Bluefield Daily Telegraph, Bluefield, WV

Local News

June 22, 2014

Wounded Warrior delivers heart-felt message at concert

BLUEFIELD — For the past year, Sal Gonzalez has been traveling around the country speaking on behalf of the Wounded Warrior Project. It was a fraternity that he entered on Oct. 31, 2004 when the Humvee he was traveling in was blown up. “Halloween,” he said.

“We were on a mission that was about as routine as any mission we could have been on,” he said. “The tape said it was 7:08 a.m.”

Gonzalez, 29, was serving with the 2nd Battalion, 5th Marine Division in Ramadi, Iraq at the time. He knew the enemy’s typical tactic was to use an IED to disable a vehicle, then to fire on the Marines as they exited the vehicle. “I started crawling up to man my machine gun when I knew my leg was hurt so I laid back down and let my Doc take care of it.”

Gonzalez said he went to sleep, “and I woke up about a week later in Bathesda, Md.,” he said. His platoon leader, First Lt. Matthew D. Lynch was killed in action in the same engagement. Gonzalez’s left leg was amputated below his knee.

“We had 15 guys in my company that were KIA,” Gonzalez said. “Ten of those guys, I knew personally. It was pretty rough.”

As a young man growing up in East Los Angeles, Calif., Gonzalez relied on music to keep him out of trouble.

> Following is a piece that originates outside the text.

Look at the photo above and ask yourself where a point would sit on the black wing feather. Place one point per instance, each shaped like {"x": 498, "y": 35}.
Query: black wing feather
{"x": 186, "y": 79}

He said that he started playing guitar when he was 13 years old, and started writing songs at age 16. “I wasn’t very good then,” he confessed.

However, after he was discharged from the Marines, he wrote a song called, “Heroes,” about his experiences in the Marine Corps. “It was hard getting it out at first,” he said.

“A lot of guys can’t talk about it,” he said. “It’s hard for them to recall their stories. It has been a gift for me to be able to share my story.” He said that he tries to tell it in a different way so it won’t become stale. “A lot of guys and gals appreciate it.”

“He really did a good job when he shared his story with our sponsors at the barbecue Friday night,” Erik Robinson, executive director of the Second Chance Learning Center, said. Robinson and Billy Wagner developed the Second Chance Rocks the Two Virginias concerts as a project to benefit the entire community. “The people there were really moved by his presentation.”

Gonzalez and 2nd Lt. Tiffany Teubert have been traveling throughout the country to deliver a message of hope to other wounded warriors.

Gonzalez now lives in Nashville where he is pursuing his career in music. He’ll get a chance to take his music to a much bigger audience this year as a contestant on America’s Got Talent. For now, he seems content serving his fellow wounded warriors and the American public.